Flytronix- Shine A Rewind (DJ Harmony Remix)
(Moving Shadow, 1995)
As one half of the legendary Hyper On Experience, Flytronix played a big part in some of the best releases on the legendary Moving Shadow label. Sadly they are quite sought after so do not qualify for this list. However Flystep on here is well worth the £2.50 it’s currently listed on Discogs for, coming on as it does like a more roughneck version of Photek’s majestic KJZ
D’Cruze- Bass Go Boom / Want You Now
(Suburban Base, 1993)
I had to find room to squeeze in a classic from Suburban Base somewhere here. This one fits the bill nicely and the remix 12 with another one from the mighty DJ SS is well worth a look too.
Conquering Lion- Rastaman
Incredible ragga jungle from Congo Natty on Island Records subsidiary Mango. Three killer cuts with Rastaman being my personal pick and perhaps my desert island discs jungle selection
Top Star & Master Flexxer- Ladies
(Wicked Soundz, 1994)
If you are a sucker for a rare groove sample with your jungle a la Tom & Jerry then try this on for size.
S.M.F.- How Many Ways / Guillotine (Ray Keith Remix)
(Rugged Vinyl, 1994)
Everyone knows the classic tune Kenny Ken released on this label called Everyman but this one is great value- especially with that tidy Ray Keith remix on the flip
Chaka Demus & Pliers – Gal Wine Junglist Grind
Like Jet Star, Greensleeves weren’t shy in getting the big jungle producers of the day on board.

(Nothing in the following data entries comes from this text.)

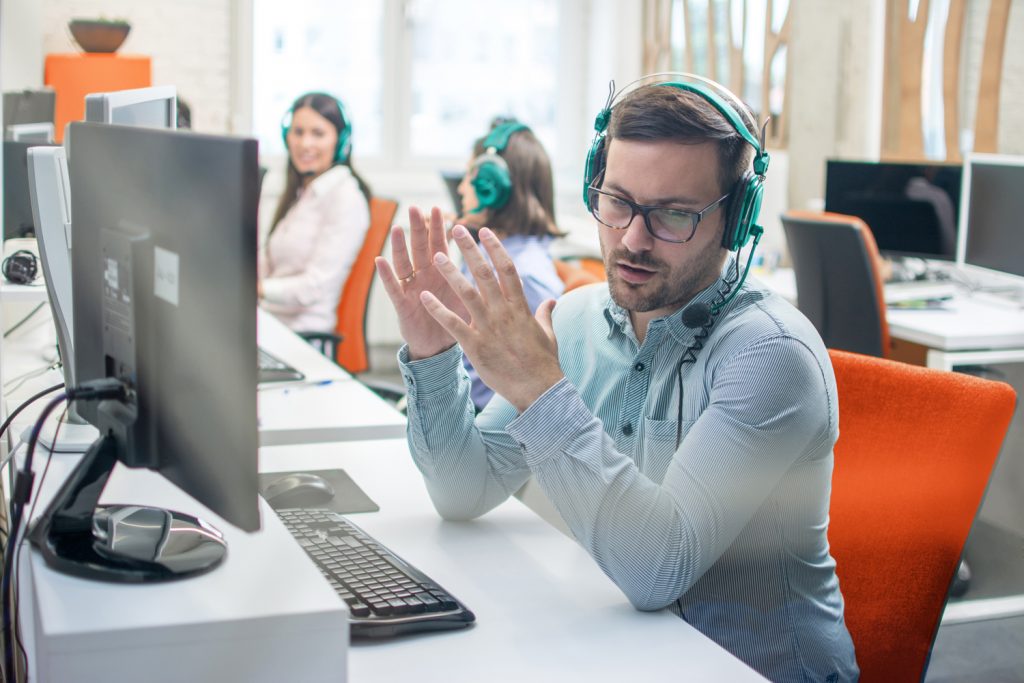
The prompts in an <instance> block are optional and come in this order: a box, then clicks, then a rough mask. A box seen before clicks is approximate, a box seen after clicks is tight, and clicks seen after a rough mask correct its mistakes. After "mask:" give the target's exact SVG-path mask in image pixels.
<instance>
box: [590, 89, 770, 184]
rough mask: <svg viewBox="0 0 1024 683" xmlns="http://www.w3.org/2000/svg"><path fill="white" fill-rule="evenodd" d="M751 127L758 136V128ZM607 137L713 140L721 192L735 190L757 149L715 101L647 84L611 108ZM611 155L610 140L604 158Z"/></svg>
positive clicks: (749, 127) (748, 126) (612, 138)
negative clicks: (741, 131) (730, 121)
mask: <svg viewBox="0 0 1024 683" xmlns="http://www.w3.org/2000/svg"><path fill="white" fill-rule="evenodd" d="M748 128H750V126H748ZM750 130H751V133H753V134H754V136H755V137H757V136H758V132H757V130H754V129H753V128H750ZM607 136H608V139H609V140H611V139H624V140H673V141H675V142H682V143H684V144H699V143H701V142H708V141H714V142H716V143H717V146H718V166H719V171H718V176H719V177H718V179H719V184H720V185H721V190H722V194H725V193H731V191H732V188H733V186H734V185H735V184H736V181H737V180H739V178H741V177H742V175H743V173H745V172H746V170H748V169H750V168H751V160H752V155H753V152H754V151H753V148H752V147H751V145H750V143H749V142H746V141H745V140H743V138H742V137H740V135H739V133H738V132H737V131H736V129H735V128H734V127H733V125H732V123H730V122H729V120H728V119H726V118H725V117H724V116H722V113H721V112H719V111H718V110H717V109H715V106H714V105H713V104H712V103H711V102H709V101H708V100H707V99H705V98H703V97H701V96H700V95H698V94H696V93H693V92H690V91H688V90H683V89H681V88H676V87H673V86H646V87H642V88H637V89H636V90H633V91H632V92H630V93H628V94H627V95H626V97H624V98H623V100H622V101H621V102H618V103H617V104H615V105H614V106H613V108H612V110H611V120H610V121H609V123H608V133H607ZM607 153H608V145H607V144H605V147H604V154H605V160H606V159H607ZM731 203H732V198H731V197H730V198H729V204H731Z"/></svg>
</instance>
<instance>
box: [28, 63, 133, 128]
mask: <svg viewBox="0 0 1024 683" xmlns="http://www.w3.org/2000/svg"><path fill="white" fill-rule="evenodd" d="M43 81H44V82H45V83H46V85H48V86H50V87H51V88H53V90H54V91H55V92H56V114H55V116H54V122H53V123H54V127H55V129H56V131H55V132H56V139H57V141H58V142H59V141H61V140H63V131H65V126H66V125H68V123H69V122H71V121H81V120H82V119H84V118H85V96H86V95H87V94H89V93H92V92H111V91H113V90H128V89H130V88H147V87H150V86H151V85H152V84H153V69H152V65H151V59H150V57H146V56H141V55H128V54H88V53H83V54H47V55H46V66H45V71H44V74H43Z"/></svg>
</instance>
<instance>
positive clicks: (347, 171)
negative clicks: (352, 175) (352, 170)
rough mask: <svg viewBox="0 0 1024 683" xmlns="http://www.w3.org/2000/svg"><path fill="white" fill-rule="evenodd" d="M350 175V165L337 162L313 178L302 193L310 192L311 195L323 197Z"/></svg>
mask: <svg viewBox="0 0 1024 683" xmlns="http://www.w3.org/2000/svg"><path fill="white" fill-rule="evenodd" d="M349 175H350V171H349V170H348V167H347V166H345V165H343V164H335V165H334V166H332V167H331V168H329V169H328V170H326V171H324V172H323V173H321V174H319V175H318V176H316V177H315V178H313V181H312V182H310V183H309V186H308V187H306V188H305V189H303V190H302V194H303V195H305V194H306V193H308V194H309V196H310V197H321V196H323V195H325V194H327V193H328V191H330V190H331V189H332V188H333V187H334V186H335V185H337V184H338V183H339V182H341V181H342V180H343V179H344V178H346V177H348V176H349Z"/></svg>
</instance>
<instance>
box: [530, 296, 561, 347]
mask: <svg viewBox="0 0 1024 683" xmlns="http://www.w3.org/2000/svg"><path fill="white" fill-rule="evenodd" d="M555 303H556V302H555V300H554V299H548V300H546V301H544V302H543V303H542V304H541V305H540V306H538V307H537V312H536V313H534V317H535V318H537V322H538V324H539V325H540V326H541V328H542V329H543V330H544V332H545V334H547V335H548V337H549V338H551V339H554V337H555V326H554V324H553V323H552V322H551V313H552V311H554V310H555Z"/></svg>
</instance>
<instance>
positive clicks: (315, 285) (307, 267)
mask: <svg viewBox="0 0 1024 683" xmlns="http://www.w3.org/2000/svg"><path fill="white" fill-rule="evenodd" d="M322 202H323V208H322V210H321V211H319V212H318V216H317V217H318V220H319V224H318V225H317V226H316V227H315V229H314V230H311V233H312V236H313V237H312V239H313V240H314V241H315V244H316V249H315V250H313V252H312V258H311V259H310V260H309V261H308V263H307V265H306V267H305V268H303V270H302V271H301V272H299V273H296V274H293V275H286V276H281V278H266V279H265V280H263V298H264V299H265V300H266V301H269V302H271V303H275V304H280V305H284V306H294V307H302V308H305V307H308V306H311V305H312V304H314V303H316V302H319V301H324V300H337V297H338V296H339V295H340V292H341V288H342V287H343V286H344V284H345V281H346V280H347V279H348V273H349V272H350V271H351V269H352V264H353V263H354V262H355V257H356V256H357V255H358V253H359V249H360V248H361V247H362V241H364V240H365V239H366V234H367V229H368V228H369V226H370V210H369V207H368V206H367V200H366V198H365V197H364V196H362V193H361V191H359V186H358V183H356V181H355V179H354V178H352V177H350V176H349V177H348V178H347V179H346V180H345V181H344V182H341V183H339V185H338V186H337V187H336V188H334V189H333V190H332V191H330V193H328V195H326V196H325V197H324V198H323V200H322ZM302 233H303V234H302V236H300V238H303V239H304V237H305V233H306V231H305V230H303V231H302Z"/></svg>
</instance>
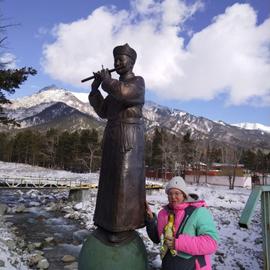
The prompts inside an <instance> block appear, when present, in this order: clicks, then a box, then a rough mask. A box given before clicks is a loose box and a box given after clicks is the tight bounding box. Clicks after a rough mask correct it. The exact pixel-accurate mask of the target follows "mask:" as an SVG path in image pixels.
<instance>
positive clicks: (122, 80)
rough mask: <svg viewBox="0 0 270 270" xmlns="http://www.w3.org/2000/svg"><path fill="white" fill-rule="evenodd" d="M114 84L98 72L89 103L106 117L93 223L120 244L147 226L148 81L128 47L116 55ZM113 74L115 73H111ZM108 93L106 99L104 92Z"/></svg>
mask: <svg viewBox="0 0 270 270" xmlns="http://www.w3.org/2000/svg"><path fill="white" fill-rule="evenodd" d="M113 56H114V67H115V70H116V72H117V73H118V74H119V75H120V77H119V80H116V79H112V78H111V74H110V71H109V70H108V69H102V70H101V71H99V72H97V73H94V81H93V83H92V90H91V92H90V94H89V102H90V104H91V106H93V108H94V110H95V112H96V113H97V114H98V116H99V117H101V118H107V119H108V121H107V125H106V128H105V131H104V135H103V152H102V162H101V170H100V178H99V187H98V195H97V201H96V209H95V214H94V223H95V225H97V226H98V229H99V231H100V232H101V234H102V235H105V236H106V239H107V240H108V241H109V242H111V243H120V242H123V241H124V240H126V239H129V238H130V237H131V236H132V233H133V232H134V230H135V229H137V228H141V227H143V226H144V225H145V224H144V217H145V216H144V207H145V177H144V124H143V118H142V107H143V105H144V94H145V84H144V79H143V78H142V77H140V76H135V75H134V73H133V72H132V70H133V66H134V64H135V61H136V58H137V54H136V51H135V50H134V49H132V48H131V47H130V46H129V45H128V44H125V45H123V46H117V47H115V48H114V50H113ZM111 71H114V70H111ZM100 86H101V87H102V89H103V90H104V91H105V92H107V93H108V95H107V97H106V98H103V96H102V95H101V93H100V91H99V89H98V88H99V87H100Z"/></svg>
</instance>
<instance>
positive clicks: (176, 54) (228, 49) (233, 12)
mask: <svg viewBox="0 0 270 270" xmlns="http://www.w3.org/2000/svg"><path fill="white" fill-rule="evenodd" d="M200 9H202V4H201V2H200V1H198V2H195V4H193V5H190V6H188V5H186V4H185V2H184V1H180V0H164V1H157V0H133V1H132V2H131V10H129V11H127V10H117V9H116V8H115V7H111V8H108V7H104V6H103V7H100V8H98V9H96V10H95V11H93V12H92V13H91V14H90V15H89V17H88V18H86V19H81V20H78V21H76V22H73V23H71V24H60V25H58V26H57V27H56V28H55V29H54V34H55V42H54V43H52V44H47V45H45V46H44V51H43V56H44V58H43V65H44V69H45V71H46V72H47V73H48V74H50V75H51V76H52V77H53V78H55V79H58V80H62V81H64V82H69V83H71V84H73V85H77V86H78V85H81V84H80V80H81V79H82V78H84V77H87V76H89V75H91V72H92V71H97V70H99V69H100V67H101V64H103V65H104V66H106V67H109V68H111V67H112V65H113V57H112V48H113V47H114V46H116V45H119V44H124V43H126V42H128V43H129V44H130V45H131V46H132V47H134V48H135V49H136V51H137V53H138V60H137V63H136V66H135V73H136V74H138V75H143V77H144V78H145V81H146V86H147V89H148V90H151V91H154V92H156V94H157V95H159V96H161V97H164V98H170V99H179V100H191V99H204V100H211V99H213V98H215V97H216V96H217V95H219V94H220V93H226V94H227V96H228V100H227V102H228V103H230V104H235V105H238V104H244V103H250V104H253V103H254V100H260V101H262V100H263V101H264V104H263V105H267V104H268V105H269V103H267V104H266V100H267V101H269V92H270V80H269V78H270V52H269V48H270V19H267V20H265V21H264V22H263V23H262V24H261V25H257V24H256V18H257V17H256V12H255V11H254V9H253V8H252V7H251V6H250V5H248V4H234V5H233V6H231V7H228V8H227V9H226V11H225V12H224V14H221V15H219V16H217V17H215V18H214V19H213V21H212V23H211V24H210V25H209V26H208V27H206V28H205V29H203V30H202V31H200V32H197V33H193V36H192V38H191V39H190V41H189V43H188V45H187V47H186V48H185V47H184V45H183V44H184V39H183V37H181V29H183V27H184V23H185V21H186V20H187V19H189V18H190V17H191V16H193V15H194V14H195V13H196V11H198V10H200ZM88 85H89V84H88ZM81 86H82V85H81ZM261 104H262V102H261Z"/></svg>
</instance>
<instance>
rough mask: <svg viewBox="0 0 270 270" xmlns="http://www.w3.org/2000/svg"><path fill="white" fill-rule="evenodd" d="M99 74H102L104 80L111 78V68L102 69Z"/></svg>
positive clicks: (102, 80)
mask: <svg viewBox="0 0 270 270" xmlns="http://www.w3.org/2000/svg"><path fill="white" fill-rule="evenodd" d="M98 74H99V75H100V77H101V80H102V81H104V80H106V79H110V78H111V73H110V72H109V69H107V68H106V69H102V70H101V71H99V72H98Z"/></svg>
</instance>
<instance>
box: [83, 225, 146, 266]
mask: <svg viewBox="0 0 270 270" xmlns="http://www.w3.org/2000/svg"><path fill="white" fill-rule="evenodd" d="M147 265H148V264H147V253H146V249H145V246H144V243H143V241H142V239H141V238H140V236H139V235H138V233H137V232H135V231H133V232H132V234H130V236H129V237H128V238H127V239H125V240H124V241H121V242H119V243H117V242H116V243H112V242H111V241H108V238H107V237H106V235H104V233H103V232H102V230H100V229H96V230H95V231H94V232H93V233H92V234H90V235H89V236H88V238H87V240H86V241H85V242H84V244H83V247H82V249H81V251H80V255H79V270H127V269H128V270H147V269H148V266H147Z"/></svg>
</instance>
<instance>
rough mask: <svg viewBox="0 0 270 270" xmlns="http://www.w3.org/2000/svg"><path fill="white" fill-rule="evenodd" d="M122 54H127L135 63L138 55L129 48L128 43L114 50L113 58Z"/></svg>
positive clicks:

Allowing producers like Congo Natty, Tom & Jerry and Reel ll Reel to feed their huge reggae catalogue into their samplers pretty much guarantees great results
Potential Bad Boy- Warning Remix / You Know Here
(Ibiza Records, 1994)
I really wanted to get something on Ibiza records into this list but prices for a lot of them seem to be creeping slowly skywards. This one can be found online for under a fiver so makes the cut. The B-side wins again!